Once Upon a Time in America quotes

  • Bugsy: [Bugsy and his gang have beaten Noodles and Max] You don't work for me, you don't work for no-one!

    Young Max: I don't like bosses.

    Bugsy: You'd be better off you stayed in the Bronx.

    Young Max: Woulda been better for *you*, too!

    [Bugsy spits on him, and he and his gang walk off]

    Young Max: I'm gonna kill him one of these days...

    Young Noodles: Yeah? Meanwhile, it looks like he killed US!

  • Frankie Minaldi: Hey, Joe, tell these guys the story about the pussy being insured. What is it? Tell these guys how you stumbled on this whole thing. Tell them the story. Come on. Pussy insurance, the insurance pussies. Tell them that story.
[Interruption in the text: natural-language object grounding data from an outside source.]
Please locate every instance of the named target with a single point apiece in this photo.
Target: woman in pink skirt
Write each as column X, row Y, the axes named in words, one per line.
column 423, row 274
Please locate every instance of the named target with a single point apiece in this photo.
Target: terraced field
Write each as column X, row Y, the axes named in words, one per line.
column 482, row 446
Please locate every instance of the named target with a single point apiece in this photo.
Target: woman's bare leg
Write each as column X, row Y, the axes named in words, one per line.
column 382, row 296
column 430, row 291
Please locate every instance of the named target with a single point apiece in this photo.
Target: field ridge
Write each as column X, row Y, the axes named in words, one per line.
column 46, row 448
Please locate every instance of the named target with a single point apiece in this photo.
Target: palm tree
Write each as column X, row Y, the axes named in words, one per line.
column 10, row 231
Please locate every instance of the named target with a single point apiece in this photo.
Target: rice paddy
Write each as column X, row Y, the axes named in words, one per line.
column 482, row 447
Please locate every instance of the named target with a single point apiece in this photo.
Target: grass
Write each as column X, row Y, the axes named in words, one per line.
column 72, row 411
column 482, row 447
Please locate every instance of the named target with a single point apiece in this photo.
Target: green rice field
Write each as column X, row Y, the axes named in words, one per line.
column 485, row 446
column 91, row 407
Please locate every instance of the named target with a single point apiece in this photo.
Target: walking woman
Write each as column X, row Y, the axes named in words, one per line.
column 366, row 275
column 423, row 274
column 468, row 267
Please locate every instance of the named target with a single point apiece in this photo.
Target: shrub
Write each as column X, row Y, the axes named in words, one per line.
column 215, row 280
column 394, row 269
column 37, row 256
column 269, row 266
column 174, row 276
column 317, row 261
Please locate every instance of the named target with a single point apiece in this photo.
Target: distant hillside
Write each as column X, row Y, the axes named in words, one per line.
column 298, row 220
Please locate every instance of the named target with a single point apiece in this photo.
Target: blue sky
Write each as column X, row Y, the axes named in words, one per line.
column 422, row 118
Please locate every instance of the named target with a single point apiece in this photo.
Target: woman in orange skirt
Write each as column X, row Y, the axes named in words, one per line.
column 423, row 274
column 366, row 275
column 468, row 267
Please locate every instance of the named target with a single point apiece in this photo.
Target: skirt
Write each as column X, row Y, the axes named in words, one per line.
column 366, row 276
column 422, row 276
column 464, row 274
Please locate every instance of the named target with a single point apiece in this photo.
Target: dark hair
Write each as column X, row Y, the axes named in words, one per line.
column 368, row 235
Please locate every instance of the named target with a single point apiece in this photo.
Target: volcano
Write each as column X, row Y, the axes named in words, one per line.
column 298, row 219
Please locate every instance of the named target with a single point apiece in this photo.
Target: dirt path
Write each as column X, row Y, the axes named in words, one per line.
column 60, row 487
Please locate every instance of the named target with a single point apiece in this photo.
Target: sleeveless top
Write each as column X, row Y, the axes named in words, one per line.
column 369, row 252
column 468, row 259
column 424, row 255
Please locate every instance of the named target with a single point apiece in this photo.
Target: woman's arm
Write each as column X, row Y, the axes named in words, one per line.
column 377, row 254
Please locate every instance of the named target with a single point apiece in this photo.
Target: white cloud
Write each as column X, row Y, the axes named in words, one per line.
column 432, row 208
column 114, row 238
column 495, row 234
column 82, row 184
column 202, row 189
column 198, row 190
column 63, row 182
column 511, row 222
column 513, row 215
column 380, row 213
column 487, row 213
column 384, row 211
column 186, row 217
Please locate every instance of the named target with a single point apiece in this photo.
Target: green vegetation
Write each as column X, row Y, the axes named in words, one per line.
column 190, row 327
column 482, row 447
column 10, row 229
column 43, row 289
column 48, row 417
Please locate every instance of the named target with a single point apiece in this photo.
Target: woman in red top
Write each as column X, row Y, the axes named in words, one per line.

    Joe Minaldi: Life is stranger than shit, that's all. It's a pisser. No big story. I got this insurance agent, this Jew kid named David. He conned me into every policy in the world. Every policy, name it, dogs, house, wife, life, anything. I'm drinking with the boys one night. He comes in with his wife, a brunette with a nice ass who works for a jeweller. And he's still on the hustle, this guy. So I wink at the guys, I say, "Look... the most serious policy, you don't have me covered for." He goes, "What's that, Joe?" "Cock insurance. You make me a policy that when it don't work, I get a payment. I'll write out a check now." He thinks, and he says, "I don't know if the actuality gauges govern this... but we can make a policy. But you gotta guarantee you're in good health now." I says, "Look, leave her with me. Come back and see if it stands up. If it stands up, you know I'm in good health." The jerk leaves her. I screw her. Not only that, she likes it. And she tells me when her boss, the jeweller is shipping stones to Holland, where he keeps his stash - in a drawer in the safe - everything! Can't ask for more, right? Except, one better. I never paid the first premium on the new cock policy.

    Max: [laughing] Cock insurance...

    Joe Minaldi: Life is funnier than shit. But... be easy with the girl. I mean that. Be easy with the girl.